Teraki as key provider of the robotics AV-stack

At Teraki, our priority is to process all types of sensor data and from this distill deterministic conclusions directly at the edge. This keeps the material costs (in terms of processing and sensors used) low, while reducing the total data needed to be processed for route planning and critical decision making. Consequently, this lowers latency and improves battery performance – leading to longer operational deployments. Thirdly, this enables better mapping (for a robot to orient itself in its environment) and better Remote Control (for a human at a distance to temporarily take over the control of the robot). The Teraki software technology enables up to 150x times more cost-efficient model-training while preserving perception accuracies up to 20-30% better than standard technology stacks. As such it is key for the scalable operation of a larger fleet of robot delivery schemes.

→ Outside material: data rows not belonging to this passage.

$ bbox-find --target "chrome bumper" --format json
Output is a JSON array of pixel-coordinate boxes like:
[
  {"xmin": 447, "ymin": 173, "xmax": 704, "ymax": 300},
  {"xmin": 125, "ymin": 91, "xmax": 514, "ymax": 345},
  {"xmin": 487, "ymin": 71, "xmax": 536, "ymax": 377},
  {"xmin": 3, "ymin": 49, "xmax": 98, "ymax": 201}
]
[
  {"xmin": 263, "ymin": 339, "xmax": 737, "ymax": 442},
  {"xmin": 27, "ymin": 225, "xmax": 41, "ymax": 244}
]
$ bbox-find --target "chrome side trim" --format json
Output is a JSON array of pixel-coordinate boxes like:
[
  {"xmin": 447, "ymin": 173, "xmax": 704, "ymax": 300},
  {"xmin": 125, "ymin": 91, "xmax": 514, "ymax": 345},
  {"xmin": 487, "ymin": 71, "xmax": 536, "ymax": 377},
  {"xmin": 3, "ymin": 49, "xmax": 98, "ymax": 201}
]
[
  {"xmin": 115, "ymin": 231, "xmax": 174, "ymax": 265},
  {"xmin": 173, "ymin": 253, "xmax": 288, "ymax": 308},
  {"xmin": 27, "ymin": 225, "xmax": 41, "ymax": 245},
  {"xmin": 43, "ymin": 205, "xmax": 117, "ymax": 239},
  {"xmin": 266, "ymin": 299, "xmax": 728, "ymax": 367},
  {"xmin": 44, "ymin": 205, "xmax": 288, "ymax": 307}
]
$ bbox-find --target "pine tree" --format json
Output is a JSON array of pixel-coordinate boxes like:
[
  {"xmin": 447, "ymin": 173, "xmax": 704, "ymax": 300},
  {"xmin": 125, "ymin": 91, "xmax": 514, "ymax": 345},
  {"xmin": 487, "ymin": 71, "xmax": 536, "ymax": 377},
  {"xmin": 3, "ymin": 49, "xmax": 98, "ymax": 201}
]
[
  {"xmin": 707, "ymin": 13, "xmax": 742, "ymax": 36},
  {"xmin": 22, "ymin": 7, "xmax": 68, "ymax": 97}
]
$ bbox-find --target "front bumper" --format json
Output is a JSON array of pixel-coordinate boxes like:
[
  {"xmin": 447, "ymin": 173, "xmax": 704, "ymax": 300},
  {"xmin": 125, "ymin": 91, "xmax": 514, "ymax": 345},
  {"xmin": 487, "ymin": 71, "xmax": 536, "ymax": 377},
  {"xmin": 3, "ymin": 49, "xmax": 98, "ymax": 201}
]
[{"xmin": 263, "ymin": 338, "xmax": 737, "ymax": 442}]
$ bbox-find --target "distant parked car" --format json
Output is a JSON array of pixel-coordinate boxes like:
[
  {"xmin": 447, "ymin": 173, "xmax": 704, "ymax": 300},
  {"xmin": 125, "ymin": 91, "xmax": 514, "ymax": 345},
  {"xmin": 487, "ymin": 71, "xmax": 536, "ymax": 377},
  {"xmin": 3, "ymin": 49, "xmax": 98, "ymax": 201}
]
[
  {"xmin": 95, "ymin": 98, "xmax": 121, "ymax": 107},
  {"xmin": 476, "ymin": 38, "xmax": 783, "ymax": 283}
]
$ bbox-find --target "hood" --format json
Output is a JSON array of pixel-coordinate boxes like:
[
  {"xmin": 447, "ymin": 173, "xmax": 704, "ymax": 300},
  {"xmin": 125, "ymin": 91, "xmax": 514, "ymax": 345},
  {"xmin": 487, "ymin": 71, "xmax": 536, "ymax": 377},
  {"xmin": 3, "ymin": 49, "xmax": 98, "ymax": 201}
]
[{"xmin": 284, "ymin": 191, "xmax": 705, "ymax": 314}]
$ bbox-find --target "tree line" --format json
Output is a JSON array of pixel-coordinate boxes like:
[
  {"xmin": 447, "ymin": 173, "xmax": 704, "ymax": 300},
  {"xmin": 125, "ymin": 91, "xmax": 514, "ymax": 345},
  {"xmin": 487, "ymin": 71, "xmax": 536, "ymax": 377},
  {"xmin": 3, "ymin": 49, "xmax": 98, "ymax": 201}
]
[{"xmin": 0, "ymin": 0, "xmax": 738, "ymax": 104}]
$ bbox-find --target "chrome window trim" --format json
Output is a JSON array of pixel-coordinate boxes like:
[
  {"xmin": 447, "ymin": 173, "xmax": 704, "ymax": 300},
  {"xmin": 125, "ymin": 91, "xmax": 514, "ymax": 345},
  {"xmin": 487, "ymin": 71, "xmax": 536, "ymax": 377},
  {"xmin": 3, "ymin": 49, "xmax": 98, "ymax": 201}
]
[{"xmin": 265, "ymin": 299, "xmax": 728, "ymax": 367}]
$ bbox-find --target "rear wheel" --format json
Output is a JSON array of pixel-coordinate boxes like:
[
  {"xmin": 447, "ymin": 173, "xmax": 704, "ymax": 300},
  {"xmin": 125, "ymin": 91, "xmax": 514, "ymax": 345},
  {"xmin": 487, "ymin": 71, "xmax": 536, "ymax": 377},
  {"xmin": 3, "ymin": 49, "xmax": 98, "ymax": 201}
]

As such Teraki has been supporting the more scalable roll-out of delivery robot deployments in the US and Asia. Currently it is looking to support first local supermarket and delivery service brands in the EU with their own delivery robot applications.

… and soon to be seen in action

As prelude of the forecast that “70-80% of last-mile deliveries will be autonomous by 2025”, one can see the first delivery robots in action in the streets. So far mostly in Asia. However, driven by the above three challenges: 1) social distancing, 2) crowded and polluted city centers and 3) cost competitiveness, many companies start or plan to start first deployments in limited areas.